Adapt_delta

I ran a Stan program and got this warning message:

There were 23 divergent transitions after warmup. Increasing adapt_delta above 0.8 may help. See
http://mc-stan.org/misc/warnings.html#divergent-transitions-after-warmup

I went to the webpage and read the description, which was great. And then I re-ran my code setting adapt_delta:

fit <- stan(“chickens.stan”, data=data, control=list(adapt_delta=0.9))

And it worked fine.

Here’s my question. If our first recommendation is to increase adapt_delta, why not do this automatically? As a user, I’d find that convenient.

4 Likes

increase adapt_delta means take smaller step to approach, it will take longer time at the same time.

I’m still a beginner with Stan too, but as far as I understand, adapt_delta is the average probability of accepting a posterior draw. The probability of accepting a posterior draw is related to step size - how far the sampler “jumps” on each draw. To increase probability of acceptance, the sampler needs to decrease step size, and take smaller, more careful steps.

If you imagine the posterior (or the typical set) as a tall hill in the middle of a flat plain, then what a Monte Carlo sampler does is it tries to map out the shape of the hill by taking random steps around the hill & measuring height at each step. Additionally, it only takes a step if the elevation is higher in the next location, or takes the step with probability = (next location elevation / current location elevation) when the elevation of the next location is lower. If the steps that the sampler takes are very big, it will often miss or “overshoot” the area of higher elevation, and as such it’s acceptance rate will be lower.

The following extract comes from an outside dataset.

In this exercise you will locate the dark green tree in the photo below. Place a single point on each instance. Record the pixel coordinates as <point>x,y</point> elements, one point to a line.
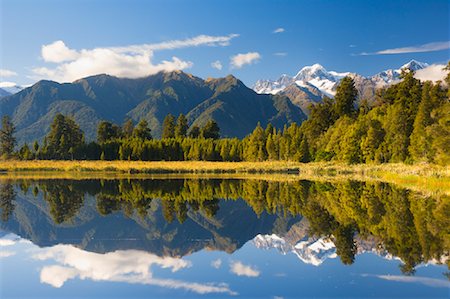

If the sampler takes very small steps, its acceptance rate will be high but it will be very slow and take a long time to explore the hill.

2 Likes

same as my understanding, like a learning rate in deep learning.

To continue this thread,

  1. If one’s ESS is low, instead of increasing iter, one could decrease adapt_delta as a means of reducing the autocorrelation of when a new proposed HMC value is accepted. This comes at the cost of reducing the rate at which the sampler moves.
  2. In addition, there is a direct computational advantage in reducing adapt_delta in that the calculation time for generating the sample via leapfrogging is reduced.
  3. Further, if one were naively interested in optimizing adapt_delta to a given problem, theoretically one would want to maximize the rate at which ESS increases with wall time given a particular set of computational resources.

Is my understanding for 1-3) correct?